Acute Kidney Injury Clinical Trial
Official title:
Usefulness of Spironolactone for the Prevention of Acute Kidney Injury in Critically Ill Patients With Invasive Mechanical Ventilation
This study was designed to evaluate the effect of spironolactone administration in the
incidence and severity of AKI in patients critically ill with invasive mechanical ventilation
(IMV) in the critical care unit.
Patients in critical care unit (CCU) are the most at risk of developing AKI. In most cases a
mechanism of ischemia/reperfusion has a central role in the development of AKI. Aldosterone
has traditionally been recognized as a mediator that maintains water and sodium homeostasis.
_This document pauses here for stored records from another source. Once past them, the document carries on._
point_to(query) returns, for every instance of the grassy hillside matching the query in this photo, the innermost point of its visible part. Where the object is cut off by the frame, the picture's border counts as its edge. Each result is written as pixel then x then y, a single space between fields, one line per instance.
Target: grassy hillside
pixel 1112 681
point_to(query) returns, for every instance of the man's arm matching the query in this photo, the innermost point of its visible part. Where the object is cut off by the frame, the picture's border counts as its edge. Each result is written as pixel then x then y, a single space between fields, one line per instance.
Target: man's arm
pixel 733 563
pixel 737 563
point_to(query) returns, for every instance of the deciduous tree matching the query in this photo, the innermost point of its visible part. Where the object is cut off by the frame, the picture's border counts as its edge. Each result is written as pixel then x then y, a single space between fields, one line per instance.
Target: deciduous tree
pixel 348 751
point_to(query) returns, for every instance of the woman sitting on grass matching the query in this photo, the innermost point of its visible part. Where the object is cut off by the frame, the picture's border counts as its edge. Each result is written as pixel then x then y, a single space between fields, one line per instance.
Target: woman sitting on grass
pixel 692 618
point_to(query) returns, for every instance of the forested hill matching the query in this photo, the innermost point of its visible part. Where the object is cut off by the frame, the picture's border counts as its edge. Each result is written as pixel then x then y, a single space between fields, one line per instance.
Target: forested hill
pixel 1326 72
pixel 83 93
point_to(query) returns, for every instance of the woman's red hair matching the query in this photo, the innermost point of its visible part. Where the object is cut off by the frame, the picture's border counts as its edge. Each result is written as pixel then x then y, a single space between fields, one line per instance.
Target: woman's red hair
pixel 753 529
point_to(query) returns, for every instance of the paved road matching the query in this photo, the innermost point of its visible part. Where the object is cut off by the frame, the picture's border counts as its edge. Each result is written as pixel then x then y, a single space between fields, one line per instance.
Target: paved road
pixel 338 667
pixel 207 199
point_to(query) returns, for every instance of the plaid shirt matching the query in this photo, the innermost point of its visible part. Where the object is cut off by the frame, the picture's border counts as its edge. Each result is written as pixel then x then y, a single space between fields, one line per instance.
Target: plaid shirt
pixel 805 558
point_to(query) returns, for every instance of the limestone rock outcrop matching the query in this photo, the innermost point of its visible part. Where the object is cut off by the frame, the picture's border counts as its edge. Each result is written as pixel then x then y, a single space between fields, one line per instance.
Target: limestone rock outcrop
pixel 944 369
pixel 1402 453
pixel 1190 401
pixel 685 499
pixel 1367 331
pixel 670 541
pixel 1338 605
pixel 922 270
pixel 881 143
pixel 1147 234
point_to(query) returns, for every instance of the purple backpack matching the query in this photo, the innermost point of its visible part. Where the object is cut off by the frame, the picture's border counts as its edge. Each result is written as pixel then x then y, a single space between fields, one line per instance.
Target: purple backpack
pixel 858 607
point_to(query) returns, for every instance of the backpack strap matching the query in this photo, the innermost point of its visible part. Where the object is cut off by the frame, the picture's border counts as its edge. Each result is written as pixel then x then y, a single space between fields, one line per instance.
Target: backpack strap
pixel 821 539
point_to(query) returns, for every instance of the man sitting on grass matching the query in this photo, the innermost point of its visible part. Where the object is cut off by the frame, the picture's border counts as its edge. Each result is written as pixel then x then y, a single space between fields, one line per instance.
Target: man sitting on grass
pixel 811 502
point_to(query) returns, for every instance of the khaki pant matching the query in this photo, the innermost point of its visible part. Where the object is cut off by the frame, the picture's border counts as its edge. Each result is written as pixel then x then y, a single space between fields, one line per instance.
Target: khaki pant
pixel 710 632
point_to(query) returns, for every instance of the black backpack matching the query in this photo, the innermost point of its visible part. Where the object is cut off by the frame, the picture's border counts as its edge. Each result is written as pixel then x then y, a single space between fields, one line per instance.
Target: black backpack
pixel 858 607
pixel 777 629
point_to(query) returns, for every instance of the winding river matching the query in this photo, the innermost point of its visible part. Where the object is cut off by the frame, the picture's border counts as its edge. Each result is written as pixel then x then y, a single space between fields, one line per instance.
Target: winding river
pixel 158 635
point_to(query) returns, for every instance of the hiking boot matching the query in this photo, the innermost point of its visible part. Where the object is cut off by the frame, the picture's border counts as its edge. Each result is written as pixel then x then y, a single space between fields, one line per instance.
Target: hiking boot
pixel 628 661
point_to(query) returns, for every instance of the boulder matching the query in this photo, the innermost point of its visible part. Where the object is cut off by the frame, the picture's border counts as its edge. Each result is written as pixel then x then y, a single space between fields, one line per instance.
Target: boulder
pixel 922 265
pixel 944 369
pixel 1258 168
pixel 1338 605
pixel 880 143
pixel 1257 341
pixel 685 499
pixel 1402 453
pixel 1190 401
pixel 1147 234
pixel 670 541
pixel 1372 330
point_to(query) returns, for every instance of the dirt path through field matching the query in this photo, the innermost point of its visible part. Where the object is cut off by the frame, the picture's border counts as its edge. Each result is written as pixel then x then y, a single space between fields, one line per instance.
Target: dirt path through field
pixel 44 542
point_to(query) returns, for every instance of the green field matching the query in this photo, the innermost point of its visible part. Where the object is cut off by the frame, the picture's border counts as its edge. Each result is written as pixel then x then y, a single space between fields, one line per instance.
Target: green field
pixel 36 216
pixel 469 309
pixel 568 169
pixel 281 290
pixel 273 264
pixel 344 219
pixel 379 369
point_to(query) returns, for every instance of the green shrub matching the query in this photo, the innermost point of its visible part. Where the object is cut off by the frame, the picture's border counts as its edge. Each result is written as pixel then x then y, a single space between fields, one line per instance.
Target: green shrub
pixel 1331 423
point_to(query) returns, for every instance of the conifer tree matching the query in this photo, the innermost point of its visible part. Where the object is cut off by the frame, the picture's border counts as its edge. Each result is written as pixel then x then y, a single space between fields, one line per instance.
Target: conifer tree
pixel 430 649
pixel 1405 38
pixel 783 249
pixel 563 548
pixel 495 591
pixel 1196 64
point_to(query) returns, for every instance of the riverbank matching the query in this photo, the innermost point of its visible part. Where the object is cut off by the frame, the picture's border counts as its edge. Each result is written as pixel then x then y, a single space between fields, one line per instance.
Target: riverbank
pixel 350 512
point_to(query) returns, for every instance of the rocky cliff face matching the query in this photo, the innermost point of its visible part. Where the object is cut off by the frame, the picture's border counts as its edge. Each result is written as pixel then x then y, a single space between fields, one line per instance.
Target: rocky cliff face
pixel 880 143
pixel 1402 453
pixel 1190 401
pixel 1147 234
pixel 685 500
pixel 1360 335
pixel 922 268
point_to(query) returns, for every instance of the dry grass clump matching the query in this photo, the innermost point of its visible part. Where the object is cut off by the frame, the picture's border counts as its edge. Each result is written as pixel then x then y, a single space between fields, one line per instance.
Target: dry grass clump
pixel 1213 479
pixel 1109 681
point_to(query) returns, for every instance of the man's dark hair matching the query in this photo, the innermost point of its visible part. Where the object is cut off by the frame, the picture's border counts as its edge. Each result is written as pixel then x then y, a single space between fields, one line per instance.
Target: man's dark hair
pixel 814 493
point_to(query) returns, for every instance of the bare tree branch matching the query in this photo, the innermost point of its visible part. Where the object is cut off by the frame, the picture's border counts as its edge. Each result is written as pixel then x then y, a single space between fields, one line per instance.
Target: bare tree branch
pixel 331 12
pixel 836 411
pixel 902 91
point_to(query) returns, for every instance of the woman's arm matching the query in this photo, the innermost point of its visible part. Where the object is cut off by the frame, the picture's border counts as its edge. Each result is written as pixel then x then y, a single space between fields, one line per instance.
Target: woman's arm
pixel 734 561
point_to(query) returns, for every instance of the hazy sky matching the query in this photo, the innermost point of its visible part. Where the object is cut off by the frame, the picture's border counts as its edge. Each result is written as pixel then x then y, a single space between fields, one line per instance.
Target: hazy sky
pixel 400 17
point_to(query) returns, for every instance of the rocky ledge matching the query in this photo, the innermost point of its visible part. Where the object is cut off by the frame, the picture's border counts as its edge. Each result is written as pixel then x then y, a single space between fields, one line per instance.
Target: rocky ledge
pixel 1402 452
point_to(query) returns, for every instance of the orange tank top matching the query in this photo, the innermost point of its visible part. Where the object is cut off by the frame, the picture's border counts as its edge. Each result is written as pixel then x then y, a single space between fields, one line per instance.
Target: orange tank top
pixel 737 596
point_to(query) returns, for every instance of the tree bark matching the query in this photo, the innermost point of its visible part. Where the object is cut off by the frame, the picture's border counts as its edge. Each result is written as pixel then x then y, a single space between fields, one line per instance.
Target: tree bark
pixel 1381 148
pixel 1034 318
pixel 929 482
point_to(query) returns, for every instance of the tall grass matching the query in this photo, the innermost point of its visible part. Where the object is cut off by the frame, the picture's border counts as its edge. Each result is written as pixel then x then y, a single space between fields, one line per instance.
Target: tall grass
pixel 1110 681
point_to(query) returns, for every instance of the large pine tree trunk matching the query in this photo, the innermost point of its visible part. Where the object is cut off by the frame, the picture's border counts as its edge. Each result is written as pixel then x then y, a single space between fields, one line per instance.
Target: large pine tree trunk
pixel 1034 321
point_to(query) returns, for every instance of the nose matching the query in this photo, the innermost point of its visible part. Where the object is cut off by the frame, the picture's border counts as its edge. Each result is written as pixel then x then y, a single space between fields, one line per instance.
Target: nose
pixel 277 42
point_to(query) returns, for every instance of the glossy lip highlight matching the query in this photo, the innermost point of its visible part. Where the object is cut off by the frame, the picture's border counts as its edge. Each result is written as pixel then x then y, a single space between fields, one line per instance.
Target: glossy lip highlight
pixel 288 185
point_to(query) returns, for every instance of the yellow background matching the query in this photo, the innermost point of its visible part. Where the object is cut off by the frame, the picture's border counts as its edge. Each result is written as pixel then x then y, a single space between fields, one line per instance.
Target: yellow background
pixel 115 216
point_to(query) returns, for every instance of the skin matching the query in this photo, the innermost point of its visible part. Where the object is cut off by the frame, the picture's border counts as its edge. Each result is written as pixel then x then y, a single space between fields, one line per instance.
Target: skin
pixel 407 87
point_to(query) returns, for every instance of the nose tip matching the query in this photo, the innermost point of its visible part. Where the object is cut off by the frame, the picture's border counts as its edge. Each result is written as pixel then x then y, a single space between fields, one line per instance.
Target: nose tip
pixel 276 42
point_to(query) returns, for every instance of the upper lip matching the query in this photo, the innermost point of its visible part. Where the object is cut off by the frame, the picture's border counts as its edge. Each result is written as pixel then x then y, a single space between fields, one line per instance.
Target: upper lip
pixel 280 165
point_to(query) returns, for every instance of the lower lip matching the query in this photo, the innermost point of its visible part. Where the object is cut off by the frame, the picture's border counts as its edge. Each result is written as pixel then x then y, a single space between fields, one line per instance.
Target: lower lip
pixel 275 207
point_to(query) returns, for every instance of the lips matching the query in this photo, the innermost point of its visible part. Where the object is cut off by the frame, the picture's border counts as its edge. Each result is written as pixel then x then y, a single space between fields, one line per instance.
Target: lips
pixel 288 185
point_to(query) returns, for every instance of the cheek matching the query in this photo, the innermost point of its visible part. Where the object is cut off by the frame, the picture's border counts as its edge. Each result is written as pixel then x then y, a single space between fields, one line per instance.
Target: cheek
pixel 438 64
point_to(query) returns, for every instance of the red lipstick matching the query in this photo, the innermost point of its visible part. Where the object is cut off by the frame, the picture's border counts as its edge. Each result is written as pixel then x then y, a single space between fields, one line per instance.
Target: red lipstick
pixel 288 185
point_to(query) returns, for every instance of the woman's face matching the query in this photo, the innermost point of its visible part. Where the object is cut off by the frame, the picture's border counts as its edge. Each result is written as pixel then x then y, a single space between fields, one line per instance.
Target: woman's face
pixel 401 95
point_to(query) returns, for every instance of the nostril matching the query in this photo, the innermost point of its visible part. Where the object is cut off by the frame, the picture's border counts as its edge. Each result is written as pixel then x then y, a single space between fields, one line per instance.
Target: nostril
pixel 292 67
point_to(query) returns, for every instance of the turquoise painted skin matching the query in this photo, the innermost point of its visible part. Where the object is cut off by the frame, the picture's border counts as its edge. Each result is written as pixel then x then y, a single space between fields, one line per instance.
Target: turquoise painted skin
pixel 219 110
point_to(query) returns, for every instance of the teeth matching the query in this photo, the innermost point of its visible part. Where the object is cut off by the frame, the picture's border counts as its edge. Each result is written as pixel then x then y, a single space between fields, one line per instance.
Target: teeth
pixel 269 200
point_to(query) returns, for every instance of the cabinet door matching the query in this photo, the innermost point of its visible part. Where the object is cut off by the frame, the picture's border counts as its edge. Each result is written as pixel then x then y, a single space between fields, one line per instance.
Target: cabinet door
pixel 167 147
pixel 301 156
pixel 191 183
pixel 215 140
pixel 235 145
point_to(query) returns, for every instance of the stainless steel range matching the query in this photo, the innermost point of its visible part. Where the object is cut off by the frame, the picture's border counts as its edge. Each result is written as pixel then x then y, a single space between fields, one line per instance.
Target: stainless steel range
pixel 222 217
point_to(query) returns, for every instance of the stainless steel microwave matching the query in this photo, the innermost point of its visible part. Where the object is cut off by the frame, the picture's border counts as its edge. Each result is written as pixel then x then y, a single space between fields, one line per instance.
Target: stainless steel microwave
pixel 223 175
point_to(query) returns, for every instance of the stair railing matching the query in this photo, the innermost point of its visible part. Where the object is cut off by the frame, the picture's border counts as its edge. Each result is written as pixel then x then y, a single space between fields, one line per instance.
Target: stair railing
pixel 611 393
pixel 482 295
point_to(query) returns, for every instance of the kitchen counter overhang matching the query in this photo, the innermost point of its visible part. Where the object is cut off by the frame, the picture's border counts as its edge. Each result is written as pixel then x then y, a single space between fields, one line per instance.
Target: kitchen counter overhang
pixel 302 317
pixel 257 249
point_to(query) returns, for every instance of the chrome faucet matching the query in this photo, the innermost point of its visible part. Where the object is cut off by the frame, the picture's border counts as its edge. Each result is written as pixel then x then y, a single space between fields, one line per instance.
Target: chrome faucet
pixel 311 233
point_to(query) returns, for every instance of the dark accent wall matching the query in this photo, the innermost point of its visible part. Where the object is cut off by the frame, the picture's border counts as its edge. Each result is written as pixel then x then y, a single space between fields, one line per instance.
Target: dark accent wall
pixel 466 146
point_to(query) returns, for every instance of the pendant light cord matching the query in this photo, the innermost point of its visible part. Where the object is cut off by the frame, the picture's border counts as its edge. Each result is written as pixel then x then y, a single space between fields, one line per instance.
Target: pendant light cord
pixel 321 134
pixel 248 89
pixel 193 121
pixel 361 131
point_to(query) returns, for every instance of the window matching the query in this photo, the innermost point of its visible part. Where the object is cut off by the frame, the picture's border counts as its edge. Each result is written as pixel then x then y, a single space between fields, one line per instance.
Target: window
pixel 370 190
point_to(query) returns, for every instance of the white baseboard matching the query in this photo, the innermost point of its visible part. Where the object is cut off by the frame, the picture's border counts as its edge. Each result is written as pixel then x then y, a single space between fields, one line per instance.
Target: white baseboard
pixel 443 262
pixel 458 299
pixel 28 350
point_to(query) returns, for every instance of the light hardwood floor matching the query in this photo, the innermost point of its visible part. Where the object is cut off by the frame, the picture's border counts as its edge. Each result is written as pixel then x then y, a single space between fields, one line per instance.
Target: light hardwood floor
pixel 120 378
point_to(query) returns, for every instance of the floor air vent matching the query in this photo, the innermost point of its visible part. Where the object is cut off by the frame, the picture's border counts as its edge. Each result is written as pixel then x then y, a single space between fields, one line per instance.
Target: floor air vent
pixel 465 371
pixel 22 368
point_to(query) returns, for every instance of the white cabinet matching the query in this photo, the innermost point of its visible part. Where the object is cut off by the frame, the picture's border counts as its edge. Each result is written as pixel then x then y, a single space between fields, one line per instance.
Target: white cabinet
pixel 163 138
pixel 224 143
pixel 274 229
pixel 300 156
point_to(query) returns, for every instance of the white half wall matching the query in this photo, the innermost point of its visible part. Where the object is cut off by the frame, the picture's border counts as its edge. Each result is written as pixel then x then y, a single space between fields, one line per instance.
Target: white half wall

Nevertheless, there are enough evidence in humans and experimental models that aldosterone
might mediate detrimental effects on renal function and structure in pathophysiological
conditions. Indeed, several experimental studies from our laboratory have shown that
mineralocorticoid receptor blockade protects the kidney against ischemia/reperfusion injury.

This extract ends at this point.